ITP treats decision making as reasoning with both the current observable state, and an imagined multi-step future trajectory produced by the world model. At each step, the agent can invoke the world model to simulate several steps ahead, then use that foresight to reflect on the progress, risks, and constraints, and finally output the action.

🧩 Two Instantiations: ITP-I and ITP-R

🔍 ITP-I (In-Imagination Learning, Training-free)

ITP-I enhances an LLM agent at inference time without parameter updates. The agent follows a three-stage Imagine-then-Plan procedure at each step:

  1. Adaptive horizon selection: decide how many steps to look ahead (K) based on the task and current situation.
  2. World-model imagination: roll out K steps to obtain a foresight trajectory.
  3. Reflect-then-act: reflect on the foresight (progress, risks, constraints) and then output the real action.

🧪 ITP-R (Reinforcement-trained, Adaptive Lookahead Learning)

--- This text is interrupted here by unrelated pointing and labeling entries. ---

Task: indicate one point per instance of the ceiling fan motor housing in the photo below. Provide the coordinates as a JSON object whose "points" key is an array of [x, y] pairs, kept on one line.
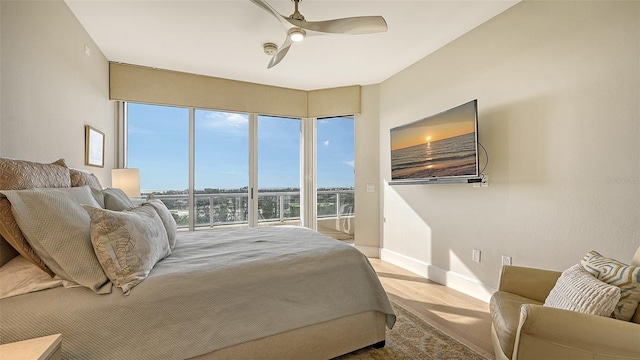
{"points": [[270, 48]]}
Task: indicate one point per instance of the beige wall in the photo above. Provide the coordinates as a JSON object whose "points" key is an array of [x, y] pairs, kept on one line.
{"points": [[50, 89], [558, 90], [367, 236]]}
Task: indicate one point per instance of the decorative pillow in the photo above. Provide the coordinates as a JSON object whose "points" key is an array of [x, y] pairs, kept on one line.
{"points": [[57, 227], [81, 178], [20, 276], [11, 232], [128, 243], [624, 276], [7, 252], [116, 199], [577, 290], [20, 174], [167, 220]]}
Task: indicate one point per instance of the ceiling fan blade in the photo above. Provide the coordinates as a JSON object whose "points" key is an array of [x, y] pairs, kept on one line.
{"points": [[352, 25], [266, 7], [284, 49]]}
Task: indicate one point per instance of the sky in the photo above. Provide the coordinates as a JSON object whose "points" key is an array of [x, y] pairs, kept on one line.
{"points": [[454, 122], [158, 145]]}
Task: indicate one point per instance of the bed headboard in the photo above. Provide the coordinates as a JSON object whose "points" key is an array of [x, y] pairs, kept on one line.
{"points": [[7, 252], [18, 175]]}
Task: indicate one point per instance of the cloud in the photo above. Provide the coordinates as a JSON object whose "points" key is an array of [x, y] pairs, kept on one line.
{"points": [[222, 121]]}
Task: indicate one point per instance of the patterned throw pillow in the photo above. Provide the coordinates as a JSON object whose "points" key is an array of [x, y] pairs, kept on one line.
{"points": [[167, 220], [624, 276], [81, 178], [20, 175], [57, 227], [128, 243], [13, 235], [577, 290]]}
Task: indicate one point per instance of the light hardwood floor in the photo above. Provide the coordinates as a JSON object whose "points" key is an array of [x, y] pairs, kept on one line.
{"points": [[456, 314]]}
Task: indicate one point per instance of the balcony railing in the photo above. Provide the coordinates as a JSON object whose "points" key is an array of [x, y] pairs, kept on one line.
{"points": [[232, 208]]}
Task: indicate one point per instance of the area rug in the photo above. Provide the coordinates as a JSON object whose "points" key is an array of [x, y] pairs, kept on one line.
{"points": [[414, 338]]}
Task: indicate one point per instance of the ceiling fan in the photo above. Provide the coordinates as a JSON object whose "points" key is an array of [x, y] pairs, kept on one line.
{"points": [[297, 28]]}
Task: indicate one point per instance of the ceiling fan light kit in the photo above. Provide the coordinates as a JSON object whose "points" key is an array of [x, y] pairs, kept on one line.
{"points": [[297, 35], [270, 48], [297, 28]]}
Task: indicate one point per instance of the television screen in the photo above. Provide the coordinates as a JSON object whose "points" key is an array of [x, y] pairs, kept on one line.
{"points": [[444, 145]]}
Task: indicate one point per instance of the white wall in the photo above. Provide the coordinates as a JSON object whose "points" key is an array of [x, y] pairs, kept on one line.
{"points": [[558, 90], [50, 88]]}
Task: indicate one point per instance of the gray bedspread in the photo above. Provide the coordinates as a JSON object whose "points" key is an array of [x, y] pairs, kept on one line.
{"points": [[217, 289]]}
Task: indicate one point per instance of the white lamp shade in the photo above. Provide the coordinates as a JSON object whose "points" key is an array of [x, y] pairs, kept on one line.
{"points": [[128, 180]]}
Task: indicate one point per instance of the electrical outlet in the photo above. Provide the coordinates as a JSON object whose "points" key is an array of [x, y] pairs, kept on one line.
{"points": [[476, 255], [485, 181]]}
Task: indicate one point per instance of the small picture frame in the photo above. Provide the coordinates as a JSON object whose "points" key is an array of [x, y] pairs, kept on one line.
{"points": [[94, 147]]}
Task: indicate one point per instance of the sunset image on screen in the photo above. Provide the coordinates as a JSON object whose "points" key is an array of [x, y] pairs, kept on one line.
{"points": [[442, 145]]}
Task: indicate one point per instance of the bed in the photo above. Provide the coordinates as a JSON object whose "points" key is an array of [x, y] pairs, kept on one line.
{"points": [[276, 292]]}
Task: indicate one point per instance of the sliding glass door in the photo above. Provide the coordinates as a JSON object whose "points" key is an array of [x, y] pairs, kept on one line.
{"points": [[336, 177], [278, 171], [221, 169]]}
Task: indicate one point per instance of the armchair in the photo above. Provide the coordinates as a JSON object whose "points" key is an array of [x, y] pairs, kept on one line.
{"points": [[524, 329]]}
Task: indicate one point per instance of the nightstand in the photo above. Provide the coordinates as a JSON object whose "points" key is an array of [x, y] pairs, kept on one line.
{"points": [[44, 348]]}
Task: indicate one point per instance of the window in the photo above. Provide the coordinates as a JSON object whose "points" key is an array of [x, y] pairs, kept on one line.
{"points": [[221, 168], [278, 171], [158, 145], [226, 156], [336, 177]]}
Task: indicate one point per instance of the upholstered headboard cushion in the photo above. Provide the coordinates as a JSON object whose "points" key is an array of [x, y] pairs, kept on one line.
{"points": [[19, 175], [7, 252]]}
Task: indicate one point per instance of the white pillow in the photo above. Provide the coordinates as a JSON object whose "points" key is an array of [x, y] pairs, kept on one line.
{"points": [[20, 276], [577, 290]]}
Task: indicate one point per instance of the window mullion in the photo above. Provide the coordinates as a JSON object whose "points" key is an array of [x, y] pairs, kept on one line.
{"points": [[308, 167], [192, 161], [253, 170]]}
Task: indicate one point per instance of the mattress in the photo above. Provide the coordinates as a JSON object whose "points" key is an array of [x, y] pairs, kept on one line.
{"points": [[218, 289]]}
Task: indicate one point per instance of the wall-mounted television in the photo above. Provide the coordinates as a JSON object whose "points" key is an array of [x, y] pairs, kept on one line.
{"points": [[439, 148]]}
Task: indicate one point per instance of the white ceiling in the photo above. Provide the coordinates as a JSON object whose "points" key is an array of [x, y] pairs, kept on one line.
{"points": [[223, 38]]}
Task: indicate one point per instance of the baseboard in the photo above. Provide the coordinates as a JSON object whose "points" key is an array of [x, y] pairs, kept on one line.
{"points": [[369, 251], [459, 282]]}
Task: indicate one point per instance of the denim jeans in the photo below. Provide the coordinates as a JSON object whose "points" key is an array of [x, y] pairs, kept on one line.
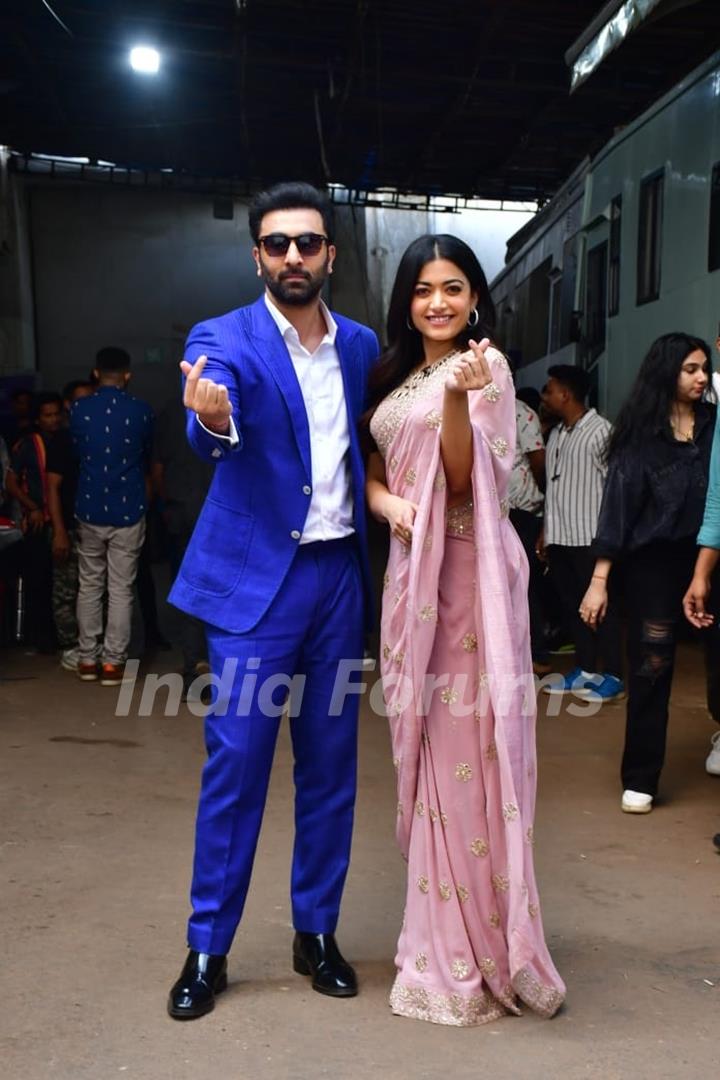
{"points": [[107, 558]]}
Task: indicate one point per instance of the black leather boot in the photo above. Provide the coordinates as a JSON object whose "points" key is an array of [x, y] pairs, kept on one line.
{"points": [[318, 956], [201, 979]]}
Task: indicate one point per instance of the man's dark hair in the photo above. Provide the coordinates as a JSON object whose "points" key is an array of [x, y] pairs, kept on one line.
{"points": [[70, 388], [46, 397], [293, 196], [573, 379], [112, 360]]}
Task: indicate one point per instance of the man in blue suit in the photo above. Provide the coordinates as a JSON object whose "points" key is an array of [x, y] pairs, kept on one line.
{"points": [[277, 570]]}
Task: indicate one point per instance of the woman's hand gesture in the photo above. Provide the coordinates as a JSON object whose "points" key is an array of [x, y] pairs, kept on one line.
{"points": [[471, 370], [399, 514], [594, 604], [694, 603]]}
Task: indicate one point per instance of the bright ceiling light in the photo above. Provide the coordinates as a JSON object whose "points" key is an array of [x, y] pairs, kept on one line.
{"points": [[145, 58]]}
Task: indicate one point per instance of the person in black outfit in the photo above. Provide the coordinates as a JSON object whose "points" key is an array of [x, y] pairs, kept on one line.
{"points": [[180, 481], [652, 507]]}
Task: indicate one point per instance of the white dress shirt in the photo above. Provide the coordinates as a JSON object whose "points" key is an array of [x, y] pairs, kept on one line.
{"points": [[330, 513]]}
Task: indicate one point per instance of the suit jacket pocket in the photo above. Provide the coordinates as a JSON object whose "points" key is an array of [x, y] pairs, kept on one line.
{"points": [[217, 552]]}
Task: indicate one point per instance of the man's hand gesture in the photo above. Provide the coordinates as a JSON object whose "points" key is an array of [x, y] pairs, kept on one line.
{"points": [[207, 399]]}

ITP-R learns when and how long to imagine by adding a lightweight K-head predictor on top of the backbone LLM and training it with a three-stage pipeline:

  1. Pseudo-labeling horizons: derive training targets for K by selecting the most helpful lookahead depth under a cost trade-off.
  2. Warm-up training: jointly train the action policy (imitation) and the K-head predictor.
  3. Online A2C optimization: optimize the action policy + K-head predictor + value head online with actor–critic training while the world model is frozen.

🔧 Installation

1) Environment Setup (Recommended)

We recommend conda with Python 3.9+.

# Create a clean environment
conda create -n itp python=3.9 -y
conda activate itp

# (Optional) upgrade pip tooling
python -m pip install --upgrade pip setuptools wheel

2) Install Python Packages

# From the repository root
pip install -r requirements.txt

# (Recommended) install as editable for local development
pip install -e .

▶️ Usage

🧠 World Model Training

conda activate <ENV_WITH_DEEPSPEED>

export MODEL_PATH="path/to/base_lm"
export DATA_PATH="path/to/wm_train.jsonl"
export OUTPUT_DIR="outputs/wm_run"
export DS_CONFIG="world_model/base_tuning/config/deepspeed_config_s2.json"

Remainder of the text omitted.